本发明的第一方面,提供了一种作用于胸膜间皮细胞的CD93的活性物质。A first aspect of the present invention provides an active substance that acts on CD93 in pleural mesothelial cells.
所述物质能抑制胸膜间皮细胞的CD93基因表达,或者,所述物质能使胸膜间皮细胞CD93蛋白的含量降低,或者,所述物质能抑制胸膜间皮细胞CD93蛋白活性。通过抑制胸膜间皮细胞CD93的功能,所述物质有效抑制了肺肿瘤生长。进一步研究发现,所述物 质作用于胸膜间皮细胞的CD93后,促进肺部肿瘤或肺部感染细胞特异性的T细胞介导的细胞免疫,因此具有抗肺肿瘤或抗肺感染作用。The substance can inhibit the expression of CD93 gene in pleural mesothelial cells, or the substance can reduce the content of CD93 protein in pleural mesothelial cells, or the substance can inhibit the activity of CD93 protein in pleural mesothelial cells. By inhibiting the function of CD93 on pleural mesothelial cells, the substance effectively inhibits lung tumor growth. Further research revealed that the After the substance acts on CD93 of pleural mesothelial cells, it promotes T cell-mediated cellular immunity specific to lung tumors or lung infected cells, and therefore has anti-pulmonary tumors or anti-pulmonary infection effects.
优选地,所述T细胞为CD4+和/或CD8+T细胞。Preferably, the T cells are CD4 + and/or CD8 + T cells.
进一步地,所述物质促进树突状细胞迁移至肺部肿瘤或肺部感染部位,进而引起T细胞介导的细胞免疫。进一步地,所述物质抑制胸膜间皮细胞的CD93后,促进胸膜间皮细胞分泌的CCL21增加,CCL21作用于树突状细胞,促进树突状细胞向肺部肿瘤或肺部感染细胞聚集,进而引起T细胞介导的细胞免疫。进一步地,所述物质特异性抑制C1q/CD93信号传导途径。Furthermore, the substance promotes the migration of dendritic cells to lung tumors or lung infection sites, thereby inducing T cell-mediated cellular immunity. Furthermore, after the substance inhibits CD93 of pleural mesothelial cells, it promotes the increase of CCL21 secreted by pleural mesothelial cells. CCL21 acts on dendritic cells and promotes the accumulation of dendritic cells into lung tumors or lung infected cells, thereby further Causes T cell-mediated cellular immunity. Further, the substance specifically inhibits the C1q/CD93 signaling pathway.

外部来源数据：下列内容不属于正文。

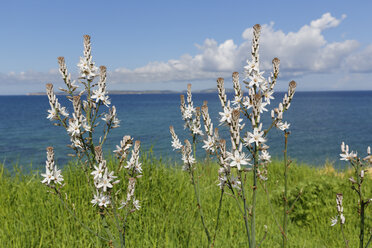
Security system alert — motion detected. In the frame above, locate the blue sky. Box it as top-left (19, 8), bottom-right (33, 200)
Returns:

本发明的第二方面,提供了所述活性物质在制备治疗肺部肿瘤或肺部感染试剂方面的应用。A second aspect of the present invention provides the use of the active substance in preparing a reagent for treating lung tumors or lung infections.

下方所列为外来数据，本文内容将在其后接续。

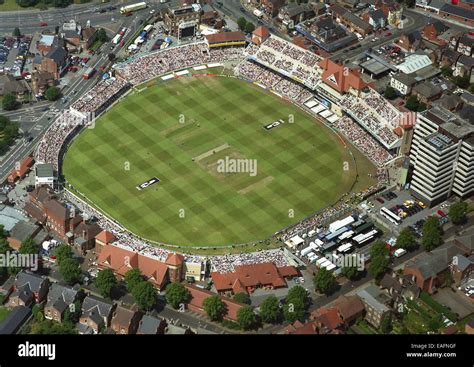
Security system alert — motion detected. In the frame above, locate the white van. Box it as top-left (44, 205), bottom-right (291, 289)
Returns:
top-left (393, 248), bottom-right (407, 257)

在一些实施方式中,在使用所述试剂治疗肺部肿瘤或肺部感染时,通过胸腔注射的方式将所述试剂注射到患者胸腔中,或者通过静脉注射的方式并由靶向胸膜间皮细胞的靶向药物载体将所述物质输送到胸膜间皮细胞。In some embodiments, when using the agent to treat lung tumors or lung infections, the agent is injected into the patient's chest via intrapleural injection, or via intravenous injection and targeted to pleural mesothelial cells. A targeted drug carrier delivers the substance to pleural mesothelial cells.
本发明的第三方面,提供了一种治疗肺部肿瘤或肺部感染的方法。所述方法通过抗胸膜间皮细胞的CD93引起肺部肿瘤或肺部感染细胞特异性的T细胞介导的细胞免疫来实现。A third aspect of the present invention provides a method for treating lung tumors or lung infections. The method is achieved by causing T cell-mediated cellular immunity specific to lung tumors or lung infected cells through CD93 against pleural mesothelial cells.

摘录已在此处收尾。